PESCASSEROLI. Storia, libri, ma anche musica e teatro alla decima edizione del Premio nazionale di cultura Benedetto Croce, in scena nel paese natale del filosofo, oggi e domani. L’edizione di quest’a...

PESCASSEROLI. Storia, libri, ma anche musica e teatro alla decima edizione del Premio nazionale di cultura Benedetto Croce, in scena nel paese natale del filosofo, oggi e domani. L’edizione di quest’anno, quella del decennale, è dedicata all’Europa, dalle sue origini a oggi. Non è un caso che il Premio alla memoria sia dedicato allo storico medievista francese Jacques Le Goff, morto lo scorso anno. L’omaggio alla sua figura sarà tributato da Jean Claude Maire Vigueur, docente di storia medioevale dell’Università di Roma Tre, dall’amministratore delegato di Laterza ed editore sia di Le Goff che di Benedetto Croce, Alessandro Laterza, e dalla studiosa di Medioevo, Chiara Frugoni. Il Premio sarà ritirato da un rappresentante dell’ambasciata di Francia in Italia.
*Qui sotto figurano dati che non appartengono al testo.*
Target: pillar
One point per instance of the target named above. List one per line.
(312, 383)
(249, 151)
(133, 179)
Appuntamento, oggi dalle 17, nella sala convegni del Parco nazionale d’Abruzzo.

La giornata di domani ospiterà, invece, nel cortile del Centro anziani Boccia di piazza d’Annunzio (dalle 17), la premiazione dei vincitori: per la saggistica, Marina Caffiero, con “Storia degli Ebrei nell’Italia moderna – dal Rinascimento alla restaurazione” (Carocci); per il giornalismo letterario, Paolo Di Paolo, con “Tutte le speranze - Montanelli raccontato da chi non c’era” (Rizzoli); per la narrativa, Luciana Capretti con “Tevere” (Marsilio). Saranno presenti il presidente di giuria, Natalino Irti, e la scrittrice Dacia Maraini. Interverranno, tra gli altri, il presidente emerito dell’Accademia della Crusca, il professor Francesco Sabatini, e la nipote di Croce, Marta Herling.
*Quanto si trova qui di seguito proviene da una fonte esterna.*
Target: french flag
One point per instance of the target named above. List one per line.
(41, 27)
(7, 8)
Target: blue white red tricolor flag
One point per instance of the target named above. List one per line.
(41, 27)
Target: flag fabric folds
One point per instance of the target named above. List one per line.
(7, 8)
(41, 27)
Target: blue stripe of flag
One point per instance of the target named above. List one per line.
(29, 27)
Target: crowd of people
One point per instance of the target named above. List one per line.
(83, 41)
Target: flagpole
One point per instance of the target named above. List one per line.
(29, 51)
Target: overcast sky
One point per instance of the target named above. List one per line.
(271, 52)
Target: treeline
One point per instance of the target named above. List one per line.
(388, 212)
Degni di nota i due spettacoli collegati al Premio. Stasera, alle 21.30, nel cortile del centro anziani, “Dal Big Bang alla civiltà” di Antonio Pascale e Amedeo Balbi: uno scrittore e un astrofisico intrecciano un racconto a due voci, che porta dall’origine dell’universo fino ai nostri giorni, usando come filo conduttore sei immagini-simbolo della storia dell’umanità. Sabato mattina (ore 11.30), nella stessa sede, aperitivo musical-letterario dedicato all’antica melodia popolare napoletana, con l’esibizione del Gruppo Fiorenza Calogero. Fiorenza, allieva del regista e compositore Roberto De Simone, è considerata tra le più significative voci della scena musicale napoletana e mediterranea.